UCSM / HA broken after upgrade 2.0.1q -> 2.0.5c

Dusan Slivon · ‎06-28-2013

Hi,

I decided to upgrade UCS from version 2.0.1q to fresh and new 2.0.5c (on 6120XP).

After I had disabled calling home, I activated the new version of UCSM (adapters, CIMC will be updated using a host fw pkg later).

And some nasty thing started to happen... FIA has suddenly rebooted.
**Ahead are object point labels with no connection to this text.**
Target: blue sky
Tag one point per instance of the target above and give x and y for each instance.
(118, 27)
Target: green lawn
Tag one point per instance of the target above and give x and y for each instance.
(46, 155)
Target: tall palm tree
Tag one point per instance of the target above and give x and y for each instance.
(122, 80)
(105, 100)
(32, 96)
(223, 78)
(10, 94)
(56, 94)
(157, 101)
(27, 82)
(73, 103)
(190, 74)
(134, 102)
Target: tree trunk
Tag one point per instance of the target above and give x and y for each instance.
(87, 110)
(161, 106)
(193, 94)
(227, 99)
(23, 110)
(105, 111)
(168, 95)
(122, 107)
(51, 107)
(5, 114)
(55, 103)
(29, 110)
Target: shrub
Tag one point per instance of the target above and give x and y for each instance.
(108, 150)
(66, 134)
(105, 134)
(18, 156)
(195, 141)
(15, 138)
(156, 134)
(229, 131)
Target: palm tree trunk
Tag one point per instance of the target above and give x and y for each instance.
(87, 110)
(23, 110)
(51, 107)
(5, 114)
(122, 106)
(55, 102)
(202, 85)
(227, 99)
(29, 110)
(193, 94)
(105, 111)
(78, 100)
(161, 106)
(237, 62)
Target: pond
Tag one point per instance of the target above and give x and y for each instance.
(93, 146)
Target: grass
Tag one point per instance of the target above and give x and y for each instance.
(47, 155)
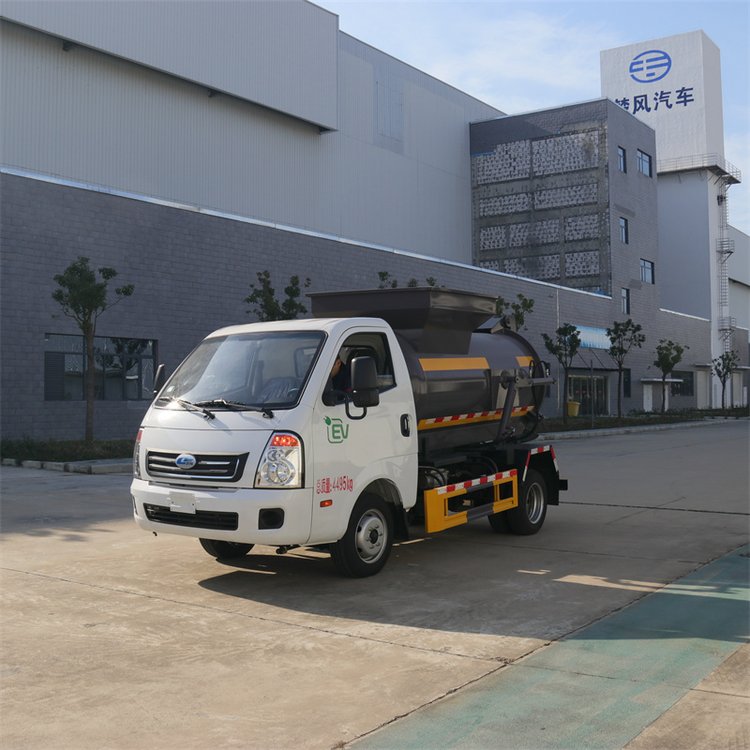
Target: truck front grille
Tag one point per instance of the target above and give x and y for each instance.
(208, 467)
(201, 519)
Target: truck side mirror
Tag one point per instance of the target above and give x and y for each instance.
(159, 379)
(364, 382)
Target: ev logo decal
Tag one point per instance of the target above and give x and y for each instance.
(185, 461)
(336, 429)
(650, 66)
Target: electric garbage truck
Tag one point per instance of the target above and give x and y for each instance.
(260, 437)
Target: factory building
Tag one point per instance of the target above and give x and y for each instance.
(192, 145)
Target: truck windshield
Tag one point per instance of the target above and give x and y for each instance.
(252, 371)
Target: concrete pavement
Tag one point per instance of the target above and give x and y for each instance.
(114, 638)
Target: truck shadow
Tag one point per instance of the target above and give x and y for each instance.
(434, 588)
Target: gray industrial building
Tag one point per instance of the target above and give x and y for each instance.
(192, 145)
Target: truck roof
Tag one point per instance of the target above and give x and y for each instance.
(329, 325)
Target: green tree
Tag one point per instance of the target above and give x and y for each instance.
(265, 304)
(668, 356)
(513, 314)
(564, 347)
(83, 297)
(622, 338)
(723, 367)
(387, 281)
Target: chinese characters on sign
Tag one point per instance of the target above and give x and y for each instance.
(651, 103)
(326, 485)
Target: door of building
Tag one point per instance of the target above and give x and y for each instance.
(582, 387)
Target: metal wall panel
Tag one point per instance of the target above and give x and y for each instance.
(279, 54)
(398, 178)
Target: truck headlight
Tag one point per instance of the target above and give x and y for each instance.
(280, 465)
(137, 456)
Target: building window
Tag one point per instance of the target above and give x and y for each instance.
(687, 387)
(622, 162)
(643, 160)
(624, 231)
(625, 301)
(647, 271)
(124, 368)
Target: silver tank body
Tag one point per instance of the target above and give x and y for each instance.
(460, 366)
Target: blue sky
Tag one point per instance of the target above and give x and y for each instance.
(523, 55)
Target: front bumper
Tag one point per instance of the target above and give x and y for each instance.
(270, 517)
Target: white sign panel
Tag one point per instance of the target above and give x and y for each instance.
(674, 85)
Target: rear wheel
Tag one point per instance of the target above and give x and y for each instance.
(364, 548)
(529, 516)
(222, 550)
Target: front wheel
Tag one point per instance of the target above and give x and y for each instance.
(364, 548)
(222, 550)
(529, 516)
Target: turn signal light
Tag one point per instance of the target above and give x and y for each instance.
(284, 440)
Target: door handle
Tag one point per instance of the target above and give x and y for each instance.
(405, 431)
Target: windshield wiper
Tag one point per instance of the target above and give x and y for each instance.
(236, 406)
(188, 406)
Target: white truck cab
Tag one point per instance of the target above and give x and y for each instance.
(249, 444)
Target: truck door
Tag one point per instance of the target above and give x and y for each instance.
(356, 447)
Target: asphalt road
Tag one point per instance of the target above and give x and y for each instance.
(114, 638)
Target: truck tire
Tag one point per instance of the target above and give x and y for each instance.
(364, 548)
(529, 516)
(222, 550)
(499, 522)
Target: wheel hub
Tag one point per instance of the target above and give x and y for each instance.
(371, 534)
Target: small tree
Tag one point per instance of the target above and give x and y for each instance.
(265, 305)
(386, 281)
(723, 367)
(564, 347)
(519, 310)
(84, 298)
(668, 356)
(622, 338)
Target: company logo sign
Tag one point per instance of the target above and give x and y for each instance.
(185, 461)
(650, 66)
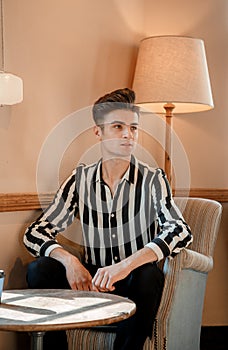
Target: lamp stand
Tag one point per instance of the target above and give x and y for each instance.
(169, 107)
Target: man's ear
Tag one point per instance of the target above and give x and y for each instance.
(97, 131)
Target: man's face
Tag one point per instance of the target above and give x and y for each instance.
(118, 134)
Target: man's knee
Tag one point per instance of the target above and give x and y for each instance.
(46, 272)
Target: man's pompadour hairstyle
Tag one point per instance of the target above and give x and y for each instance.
(118, 99)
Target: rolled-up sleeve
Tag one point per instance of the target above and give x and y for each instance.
(173, 234)
(40, 236)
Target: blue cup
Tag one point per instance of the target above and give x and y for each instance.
(2, 277)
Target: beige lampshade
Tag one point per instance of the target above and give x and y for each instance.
(11, 89)
(172, 69)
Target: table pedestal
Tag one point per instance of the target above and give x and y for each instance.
(37, 340)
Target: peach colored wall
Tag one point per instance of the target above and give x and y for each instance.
(68, 54)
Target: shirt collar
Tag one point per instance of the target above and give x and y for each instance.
(128, 176)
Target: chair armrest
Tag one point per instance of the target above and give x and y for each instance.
(196, 261)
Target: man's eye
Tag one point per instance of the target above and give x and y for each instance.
(117, 126)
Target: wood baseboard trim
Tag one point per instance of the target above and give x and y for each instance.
(33, 201)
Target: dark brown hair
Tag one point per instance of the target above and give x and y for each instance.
(117, 99)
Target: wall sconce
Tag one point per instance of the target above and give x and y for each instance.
(171, 74)
(11, 86)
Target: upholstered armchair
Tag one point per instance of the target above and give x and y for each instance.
(178, 321)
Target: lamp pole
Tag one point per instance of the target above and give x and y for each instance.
(169, 107)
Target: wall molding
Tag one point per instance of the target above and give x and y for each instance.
(33, 201)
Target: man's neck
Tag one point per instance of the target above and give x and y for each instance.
(113, 170)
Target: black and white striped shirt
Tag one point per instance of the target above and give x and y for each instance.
(140, 213)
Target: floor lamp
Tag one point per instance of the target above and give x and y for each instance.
(171, 76)
(11, 86)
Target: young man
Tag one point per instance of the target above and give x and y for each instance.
(129, 222)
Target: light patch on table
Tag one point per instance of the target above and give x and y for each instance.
(54, 310)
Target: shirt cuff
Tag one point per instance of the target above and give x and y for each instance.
(47, 247)
(50, 248)
(156, 250)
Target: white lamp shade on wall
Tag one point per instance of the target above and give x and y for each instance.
(11, 89)
(172, 69)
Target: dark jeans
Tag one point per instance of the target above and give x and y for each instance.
(144, 286)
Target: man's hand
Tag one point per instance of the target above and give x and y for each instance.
(105, 277)
(77, 275)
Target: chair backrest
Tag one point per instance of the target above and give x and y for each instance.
(203, 216)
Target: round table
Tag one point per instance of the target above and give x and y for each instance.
(39, 310)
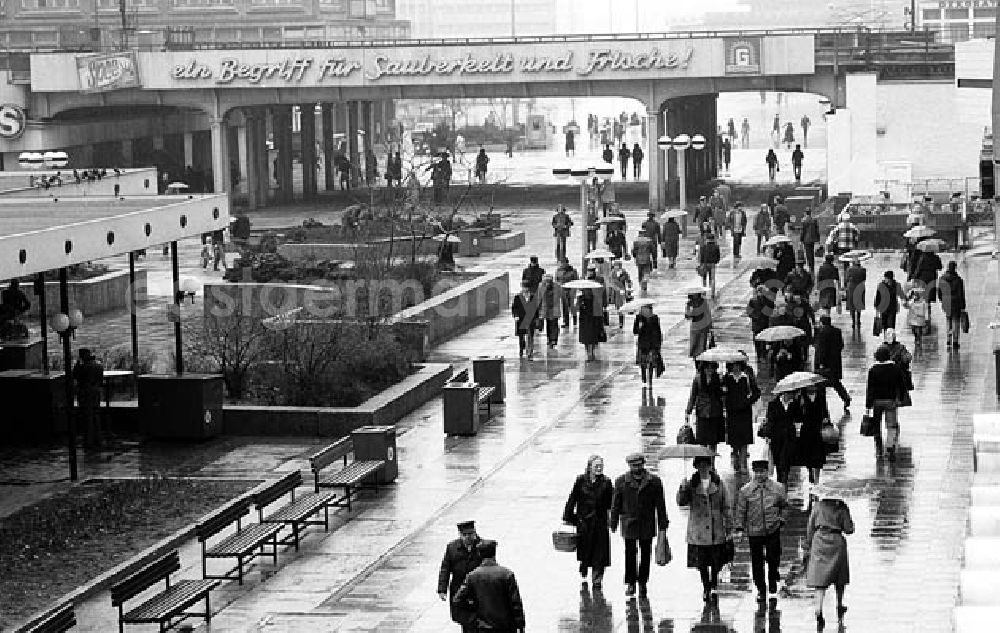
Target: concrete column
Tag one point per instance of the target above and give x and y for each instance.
(329, 176)
(307, 134)
(220, 155)
(353, 114)
(188, 148)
After the reboot I found out, that HA mode broke up and the management process(?) svc_sam_dme crashed.

Hopefully, the FIB took the place of FIA and the connectivity is ok, but ...

Then I forced FIB to be primary node (cluster force primary) and rebooted FIA (twice).

FIA is now OK, but FIB has gone bad (after/while FIA reboots).

And again, the problem is the same process.

SERVICE NAME STATE RETRY(MAX) EXITCODE SIGNAL CORE

------------ ----- ---------- -------- ------ ----

svc_sam_controller running 0(4) 0 0 no

svc_sam_dme failed 7(4) 0 6 yes

...

Now the status is:

UCS-A(local-mgmt)# show cluster extended-state
Cluster Id: 0x6af25c32d88b11e0-0x9b66547fee02d304

Start time: Fri Jun 28 17:51:42 2013
Last election time: Fri Jun 28 17:51:53 2013

A: UP, INAPPLICABLE
B: UP, INAPPLICABLE, (Management services: DOWN), FORCED-PRIMARY

A: memb state UP, lead state INAPPLICABLE, mgmt services state: UP
B: memb state UP, lead state INAPPLICABLE, mgmt services state: DOWN
heartbeat state PRIMARY_OK

INTERNAL NETWORK INTERFACES:
eth1, UP
eth2, UP

HA NOT READY
Management services are unresponsive on peer Fabric Interconnect
No device connected to this Fabric Interconnect

UCS-B(local-mgmt)# show cluster extended-state
Cluster Id: 0x6af25c32d88b11e0-0x9b66547fee02d304

Start time: Fri Jun 28 17:19:22 2013
Last election time: Fri Jun 28 19:51:51 2013

B: UP, INAPPLICABLE, (Management services: DOWN), FORCED-PRIMARY
A: UP, SUBORDINATE

B: memb state UP, lead state INAPPLICABLE, mgmt services state: DOWN
A: memb state UP, lead state SUBORDINATE, mgmt services state: UP
heartbeat state PRIMARY_OK

INTERNAL NETWORK INTERFACES:
eth1, UP
eth2, UP

HA NOT READY
Management services are unresponsive on local Fabric Interconnect
No device connected to this Fabric Interconnect

Now I can't force FIA to be the primary to safely reboot FIB.

UCS-A(local-mgmt)# cluster force primary

Cluster Id: 0x6af25c32d88b11e0-0x9b66547fee02d304

request failed: cannot accept force command when election has successfully completed

UCS-B(local-mgmt)# cluster lead a

Cluster Id: 0x6af25c32d88b11e0-0x9b66547fee02d304

request failed: client not initialized

And I'm afraid of rebooting FIB now. I would probably lose the blade connectivity.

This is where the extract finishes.